1A: A first look at R & RStudio

This reading:

  • How does R work?
  • How do we use the Rstudio interface?

The best way to learn R is to use it. Try following along with these reading by typing the code into your R script and running them. You will hopefully get the same output as is presented on this page below each bit of code. If you get errors and warnings, don’t panic - read them!

R is a calculator

When we first open RStudio, we should see something which looks more or less like the image in Figure 1, where there are several little windows. We are going to explore what each of these little windows offer by just diving in and starting to do things.

Figure 1: RStudio, freshly opened

Starting in the left-hand window, you’ll notice the blue sign >.
This is where we R code gets executed.

Type 2+2, and hit Enter ↵.
You should discover that R is a calculator - R responds by telling us the answer (4).

Let’s work through some basic operations (adding, subtracting, etc). For instance, can you work out what R will give you for each of these operations?

Arithmetic operations

Code
2 + 5
10 - 4
2 * 5
10 - (2 * 5)
(10 - 2) * 5
10 / 2
3^2
(the ^ symbol is “to the power of”)

Show me the output

Code Output
2 + 5 7
10 - 4 6
2 * 5 10
10 - (2 * 5) 0
(10 - 2) * 5 40
10 / 2 5
3^2 9
(the ^ symbol is “to the power of”)

R can get stuck

Whenever you see the blue sign >, it means R is ready and waiting for you to provide a command.

If you type 10 + and press Enter, you’ll see that instead of > you are left with +. This means that R is waiting for more.

Either give it more (finish the command), or cancel the command by pressing the Escape key on your keyboard.

As well as performing arithmetic calculations, we can ask R things for which the answer is TRUE or FALSE, such as “Is 3 less than 5?”. If we type 3 < 5 and press Enter, then R should tell us that the statement we gave it is TRUE.

These computations don’t return numbers, but instead return logical values.
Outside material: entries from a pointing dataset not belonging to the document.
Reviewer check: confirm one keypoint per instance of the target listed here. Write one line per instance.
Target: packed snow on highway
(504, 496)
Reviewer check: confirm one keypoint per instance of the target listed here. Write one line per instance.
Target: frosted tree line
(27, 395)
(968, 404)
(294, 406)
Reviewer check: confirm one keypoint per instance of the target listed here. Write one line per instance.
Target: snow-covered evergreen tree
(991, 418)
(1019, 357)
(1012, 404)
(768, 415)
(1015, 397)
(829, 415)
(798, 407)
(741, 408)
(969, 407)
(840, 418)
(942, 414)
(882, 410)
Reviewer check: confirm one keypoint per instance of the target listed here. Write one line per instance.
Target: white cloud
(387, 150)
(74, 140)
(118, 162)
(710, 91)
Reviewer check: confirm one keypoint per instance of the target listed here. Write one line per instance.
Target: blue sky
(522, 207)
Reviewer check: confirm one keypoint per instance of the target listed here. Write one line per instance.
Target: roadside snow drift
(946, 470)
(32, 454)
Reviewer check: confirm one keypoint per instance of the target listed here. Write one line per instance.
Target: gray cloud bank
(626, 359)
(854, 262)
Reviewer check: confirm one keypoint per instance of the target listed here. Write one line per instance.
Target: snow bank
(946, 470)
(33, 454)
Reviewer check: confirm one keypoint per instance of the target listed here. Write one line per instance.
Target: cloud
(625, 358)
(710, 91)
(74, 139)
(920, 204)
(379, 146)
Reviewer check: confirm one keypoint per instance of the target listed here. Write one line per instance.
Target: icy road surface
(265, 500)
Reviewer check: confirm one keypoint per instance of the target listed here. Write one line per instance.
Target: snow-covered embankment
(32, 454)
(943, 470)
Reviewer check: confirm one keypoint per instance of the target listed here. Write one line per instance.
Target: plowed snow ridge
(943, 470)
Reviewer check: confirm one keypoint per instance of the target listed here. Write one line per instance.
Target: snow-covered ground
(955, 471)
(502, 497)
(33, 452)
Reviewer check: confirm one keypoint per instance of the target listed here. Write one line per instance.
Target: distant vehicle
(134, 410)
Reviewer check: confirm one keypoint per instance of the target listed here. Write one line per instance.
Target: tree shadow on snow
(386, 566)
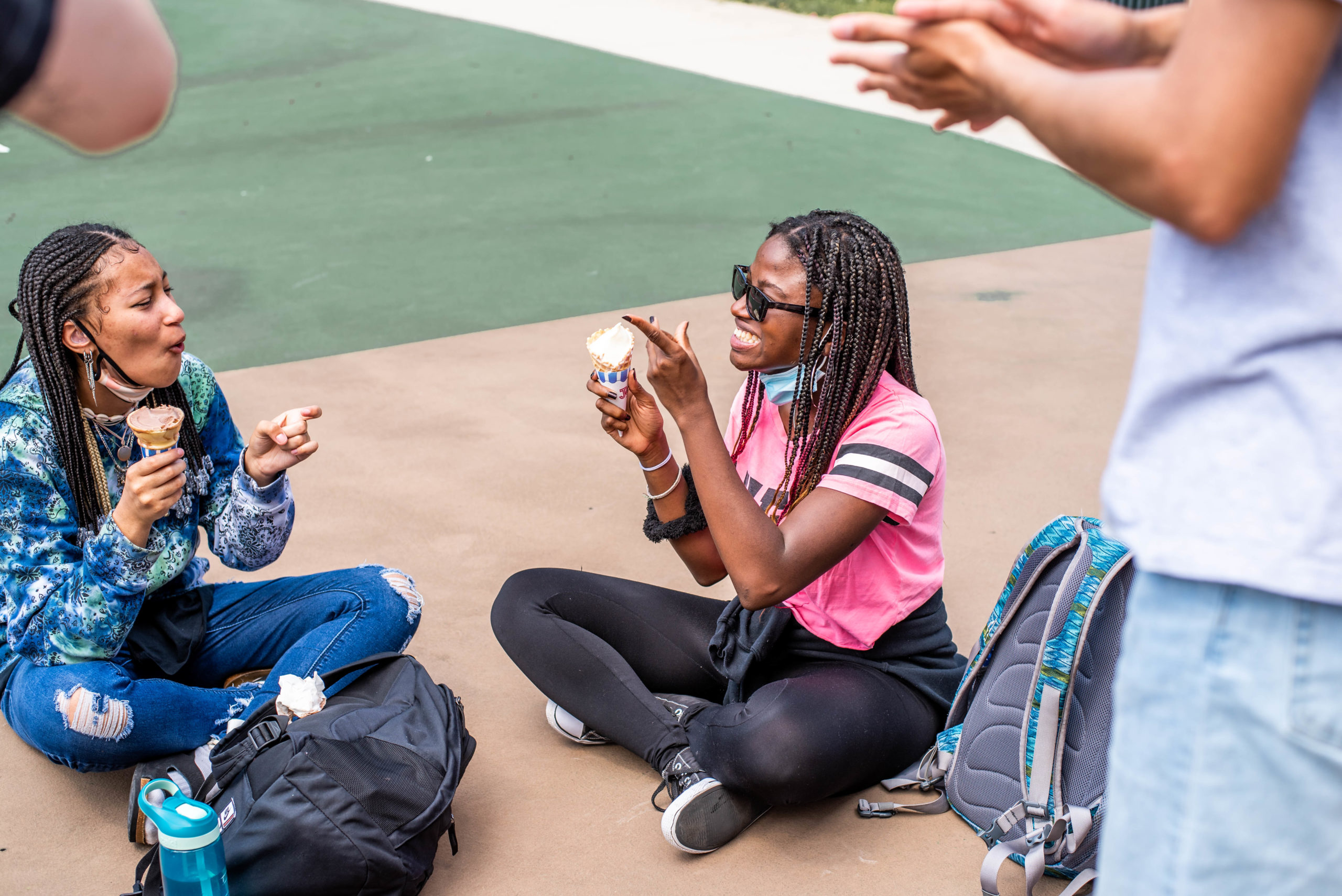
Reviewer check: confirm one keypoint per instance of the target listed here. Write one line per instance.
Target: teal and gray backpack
(1023, 757)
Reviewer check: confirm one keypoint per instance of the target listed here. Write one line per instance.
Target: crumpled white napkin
(298, 697)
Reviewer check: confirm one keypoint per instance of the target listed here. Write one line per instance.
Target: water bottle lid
(183, 824)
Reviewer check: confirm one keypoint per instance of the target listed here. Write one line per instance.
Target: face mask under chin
(780, 388)
(116, 387)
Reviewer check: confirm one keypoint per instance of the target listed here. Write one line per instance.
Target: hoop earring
(90, 372)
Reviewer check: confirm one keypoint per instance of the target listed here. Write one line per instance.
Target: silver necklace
(104, 427)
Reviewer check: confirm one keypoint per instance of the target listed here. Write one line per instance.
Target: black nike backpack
(349, 801)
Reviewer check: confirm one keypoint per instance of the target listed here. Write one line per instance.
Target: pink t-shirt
(890, 457)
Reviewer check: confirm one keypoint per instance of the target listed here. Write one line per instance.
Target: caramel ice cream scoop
(156, 428)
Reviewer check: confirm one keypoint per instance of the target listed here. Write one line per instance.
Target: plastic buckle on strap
(265, 734)
(874, 811)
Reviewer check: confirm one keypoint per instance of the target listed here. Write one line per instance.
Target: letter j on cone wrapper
(612, 356)
(156, 428)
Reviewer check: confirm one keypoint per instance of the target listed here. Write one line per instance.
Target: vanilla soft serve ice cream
(611, 349)
(612, 356)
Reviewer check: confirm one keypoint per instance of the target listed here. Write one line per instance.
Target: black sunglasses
(757, 304)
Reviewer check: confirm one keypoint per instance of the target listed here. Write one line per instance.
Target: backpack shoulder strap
(1047, 544)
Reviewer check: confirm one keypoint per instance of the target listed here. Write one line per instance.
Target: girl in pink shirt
(834, 666)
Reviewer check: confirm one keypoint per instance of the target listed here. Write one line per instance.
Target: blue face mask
(780, 388)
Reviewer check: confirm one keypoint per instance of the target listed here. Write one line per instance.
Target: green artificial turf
(341, 175)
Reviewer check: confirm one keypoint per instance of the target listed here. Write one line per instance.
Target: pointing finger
(655, 334)
(870, 26)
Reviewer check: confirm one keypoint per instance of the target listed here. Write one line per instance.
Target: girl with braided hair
(114, 650)
(834, 666)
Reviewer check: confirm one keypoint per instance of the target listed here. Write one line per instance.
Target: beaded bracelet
(693, 521)
(665, 462)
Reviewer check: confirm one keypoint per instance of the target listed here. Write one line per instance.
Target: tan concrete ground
(495, 463)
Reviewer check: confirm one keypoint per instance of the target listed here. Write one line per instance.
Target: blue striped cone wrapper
(616, 381)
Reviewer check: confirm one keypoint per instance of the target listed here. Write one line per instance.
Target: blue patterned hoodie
(71, 597)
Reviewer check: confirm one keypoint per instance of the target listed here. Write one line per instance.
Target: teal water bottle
(190, 852)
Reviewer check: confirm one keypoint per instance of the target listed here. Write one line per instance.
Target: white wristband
(648, 470)
(679, 475)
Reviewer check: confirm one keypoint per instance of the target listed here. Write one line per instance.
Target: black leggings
(811, 729)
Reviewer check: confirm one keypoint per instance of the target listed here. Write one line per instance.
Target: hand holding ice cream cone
(629, 412)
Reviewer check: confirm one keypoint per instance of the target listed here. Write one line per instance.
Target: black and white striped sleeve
(886, 477)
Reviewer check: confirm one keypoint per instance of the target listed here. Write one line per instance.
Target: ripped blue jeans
(100, 715)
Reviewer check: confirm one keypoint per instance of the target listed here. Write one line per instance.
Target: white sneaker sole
(672, 816)
(552, 711)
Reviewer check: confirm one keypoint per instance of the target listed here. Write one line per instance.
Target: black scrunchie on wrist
(681, 526)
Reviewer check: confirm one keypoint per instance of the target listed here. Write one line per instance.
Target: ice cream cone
(156, 428)
(612, 357)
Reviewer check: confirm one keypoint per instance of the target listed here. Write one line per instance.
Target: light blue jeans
(1226, 762)
(101, 715)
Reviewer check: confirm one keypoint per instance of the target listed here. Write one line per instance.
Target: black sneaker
(187, 770)
(681, 706)
(704, 815)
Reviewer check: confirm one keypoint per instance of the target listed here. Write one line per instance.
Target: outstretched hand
(1073, 34)
(674, 371)
(941, 68)
(281, 443)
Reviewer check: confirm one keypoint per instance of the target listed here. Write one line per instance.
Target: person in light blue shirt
(1223, 120)
(116, 650)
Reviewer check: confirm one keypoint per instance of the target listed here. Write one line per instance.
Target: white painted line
(746, 45)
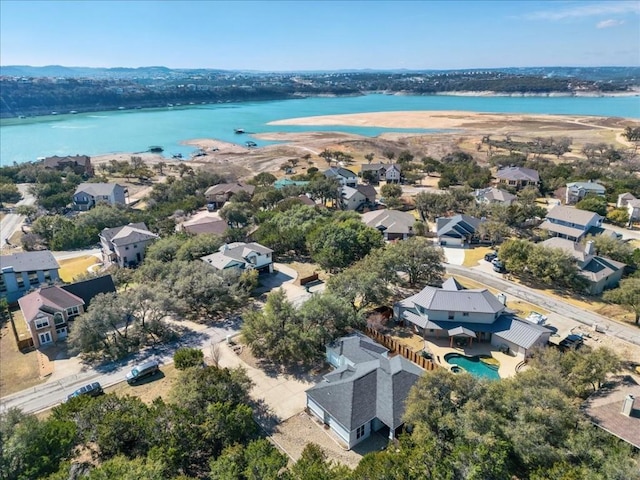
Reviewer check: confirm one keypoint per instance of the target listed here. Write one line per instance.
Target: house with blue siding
(24, 271)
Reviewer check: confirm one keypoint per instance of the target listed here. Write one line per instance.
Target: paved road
(70, 374)
(12, 221)
(625, 332)
(56, 390)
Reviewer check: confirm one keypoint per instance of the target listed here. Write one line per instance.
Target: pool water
(473, 365)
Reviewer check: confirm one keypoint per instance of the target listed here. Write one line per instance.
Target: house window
(41, 323)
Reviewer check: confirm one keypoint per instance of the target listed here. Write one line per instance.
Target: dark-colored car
(92, 390)
(142, 371)
(572, 342)
(498, 266)
(491, 256)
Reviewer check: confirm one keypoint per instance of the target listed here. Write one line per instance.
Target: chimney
(627, 405)
(590, 248)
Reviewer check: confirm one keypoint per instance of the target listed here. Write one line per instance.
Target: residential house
(79, 164)
(467, 315)
(365, 393)
(242, 255)
(391, 173)
(125, 246)
(88, 195)
(219, 194)
(576, 191)
(518, 177)
(571, 223)
(346, 177)
(355, 198)
(600, 272)
(26, 270)
(205, 224)
(48, 310)
(458, 230)
(631, 203)
(494, 195)
(286, 182)
(393, 225)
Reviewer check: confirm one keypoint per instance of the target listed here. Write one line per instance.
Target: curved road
(12, 221)
(624, 332)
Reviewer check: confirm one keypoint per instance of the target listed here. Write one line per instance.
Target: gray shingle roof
(389, 221)
(29, 261)
(354, 395)
(128, 234)
(572, 215)
(471, 300)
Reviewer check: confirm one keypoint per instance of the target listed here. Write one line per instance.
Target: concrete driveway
(453, 255)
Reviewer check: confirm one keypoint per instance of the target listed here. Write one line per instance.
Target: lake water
(135, 130)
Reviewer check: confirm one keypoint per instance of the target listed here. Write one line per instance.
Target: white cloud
(609, 23)
(586, 10)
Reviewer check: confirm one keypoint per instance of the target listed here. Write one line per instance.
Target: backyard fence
(396, 347)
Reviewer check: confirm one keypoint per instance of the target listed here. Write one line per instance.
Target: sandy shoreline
(430, 119)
There are few operators that we need to learn about here:

  • Equality/Inequality: We use the symbols == to mean “is equal to”, and the symbols != for “is not equal to”.
  • Less Than/Greater Than: To determine whether a value is less/greater than another value, we have our typical symbols < and >. We also have <= and >= when we want to include “less/greater than or equal to”.

We can combine these with & for “and”, | for “or”, and ! for “not”, to ask R all sorts of things.
Try and work out what R should give you for each of these (or try it out yourself!):

Logical operations

Code Output
3 > 5
3 <= 5
3 >= 3
3 == 5
(2 * 5) == 10
(2 * 5) != 11
(2 == 2) & (3 == 4)
(2 == 2) | (3 == 4)
(2 == 2) & !(3 == 4) TRUE

Show me the output

Code Output
3 > 5 FALSE
3 <= 5 TRUE
3 >= 3 TRUE
3 == 5 FALSE
(2 * 5) == 10 TRUE
(2 * 5) != 11 TRUE
(2 == 2) & (3 == 4) FALSE
(2 == 2) | (3 == 4) TRUE
(2 == 2) & !(3 == 4) TRUE

FALSE and TRUE as 0 and 1

It will become useful to think of these logical values (TRUE and FALSE) as also having intrinsic numeric values of 0 and 1.
This is how R will treat them if you ask it to do something that requires the values to be numeric.

For example, the code TRUE + 3 will return 4, and FALSE + 3 will return 3.

R has a memory

We can also store things in R’s memory, and to do that we just need to give them a name.

Type x <- 5 and press Enter.

What has happened? We don’t get given an answer like we did with calculations such as 2 + 4. What we’ve done is stored in R’s memory something named x which has the value 5. We can now refer to the name and it will give us the value!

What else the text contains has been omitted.